Sermon for Last Sunday after the Epiphany
There is a compelling line in today’s epistle reading, in the portion from St. Paul’s letter to the church in Philippi. Sometimes a reading will leave you with a sentence or a phrase that rings like a bell and won’t let go of your attention. There are actually two compelling lines in this epistle, but here is the first one.
I want to know Christ and the power of his resurrection and the sharing of his sufferings by becoming like him in his death, if somehow I may attain the resurrection from the dead.Philippians 3:10-11
I also want to know Christ. That’s a big part of the Christian life. I don’t think you can really hang in there with the Christian life if you don’t want to know Christ. That’s pretty central, don’t you think? This faith that we live in, it’s not just generic spirituality time; we are squarely centered on this Jesus Christ. So I’m with Paul. I want to know Christ, and I hope you do too.
Paul wants to know the power of his resurrection, and to attain the resurrection. I’m with Paul on that, as well. There seems to be so much death around, and so many kinds of death — physical dying, of course, but also the death of dreams, the death of hope. It feels at least like there is plenty of death, and so resurrection sounds good to me. I want to know the power of Christ’s resurrection. I hope you do too.
But Paul wants to know Christ by becoming like him in his death.
What does that mean? Becoming like him in his death. Is that how this works? Is that something we each have to do? I wonder what it means, and I don’t want to pretend I have an easy answer to it. Like death itself, Paul’s wanting to become like Christ in his death is a mystery.

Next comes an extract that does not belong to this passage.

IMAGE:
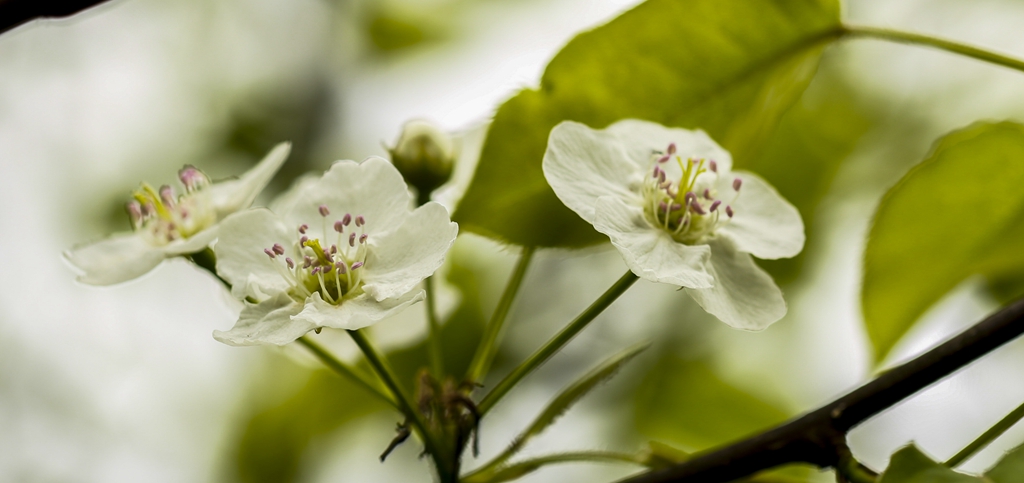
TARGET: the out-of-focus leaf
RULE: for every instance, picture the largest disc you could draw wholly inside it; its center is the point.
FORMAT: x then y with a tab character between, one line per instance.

The other compelling phrase comes a little later, and I think it’s linked to this first one.
Forgetting what lies behind and straining forward to what lies ahead, I press on…Philippians 3:13
You. What lies behind you that needs forgetting?

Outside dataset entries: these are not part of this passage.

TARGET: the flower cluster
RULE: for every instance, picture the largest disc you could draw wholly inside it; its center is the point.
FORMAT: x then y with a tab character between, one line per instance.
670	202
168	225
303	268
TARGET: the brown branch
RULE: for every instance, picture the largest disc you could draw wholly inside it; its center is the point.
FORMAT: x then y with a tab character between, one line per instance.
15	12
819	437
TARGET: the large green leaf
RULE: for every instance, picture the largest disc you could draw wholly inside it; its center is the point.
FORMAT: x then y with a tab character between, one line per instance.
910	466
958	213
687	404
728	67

What lies ahead, that draws you on, that pulls you forward into the future?
For Paul, it seems essential to be heading in the right direction, which is that which is yet to be.
He has walked away from his own past. He says it in several of his letters; he has all this training, this background, this status and place within Judaism. He has persecuted people and stood by at their executions. But he’s leaving it all behind because of Jesus, and he’s begun a new chapter, a new story, forgetting what lies behind and straining forward, leaping forward, sprinting forward to what lies ahead. He presses on towards Jesus.
We’re all on this climb up the mountain, all of us pilgrim people. Some of us barely make it out of the parking lot; we stop by the visitor center, watch a DVD about the mountain, and buy some trinkets for the family. Some of us hike a little bit, but we find a nice cabin or a pretty meadow, and so we set up our tents there and stay, convinced that a little progress is enough. But Paul is one of those people who keeps on going, even as the journey gets harder, the air thinner, the supplies running low, he presses on, because he is convinced that nothing on earth will be as glorious as what he will find at the top of the mountain.
Peter and James and John made it to the top of a mountain, with Jesus. And what they saw and heard was astounding. They fell down! They were struck down with that weird mix of awe and delight and fear and wonder that seems to mark encounters with the holy one. I’m sure in their ecstasy they could not imagine life any better. Peter wants to build cabins up there so they never have to leave.
Have you had a moment like that? So good that you never want it to end?
But Jesus says, no, this is only a foretaste, this is only a glimpse, this is only the trailer; it is not the whole movie. It was an offering to these frail, wonderful disciples to help them endure the journey to come, for the journey is to the cross.
And so we hear this story again as we prepare for Lent. Like Peter and James and John, let this memory be an encouragement as we walk the desert road towards Jerusalem, and Gethsemane, and Calvary. Like Paul, we want to know Jesus Christ, and so somehow we will need to learn what it means to become like him in his death. We will need to forget what lies behind so that we made strain forward to the glory to come.
Ash Wednesday is coming, and Lent begins. Bring what you do need for the journey. Bring what you need, but no more; pack light. Leave behind what is in the past, and be nourished by this Eucharistic food, sustained by the Word of God and the promises of Christ. Let us become like Jesus in his death, that we may come to know the power of his resurrection.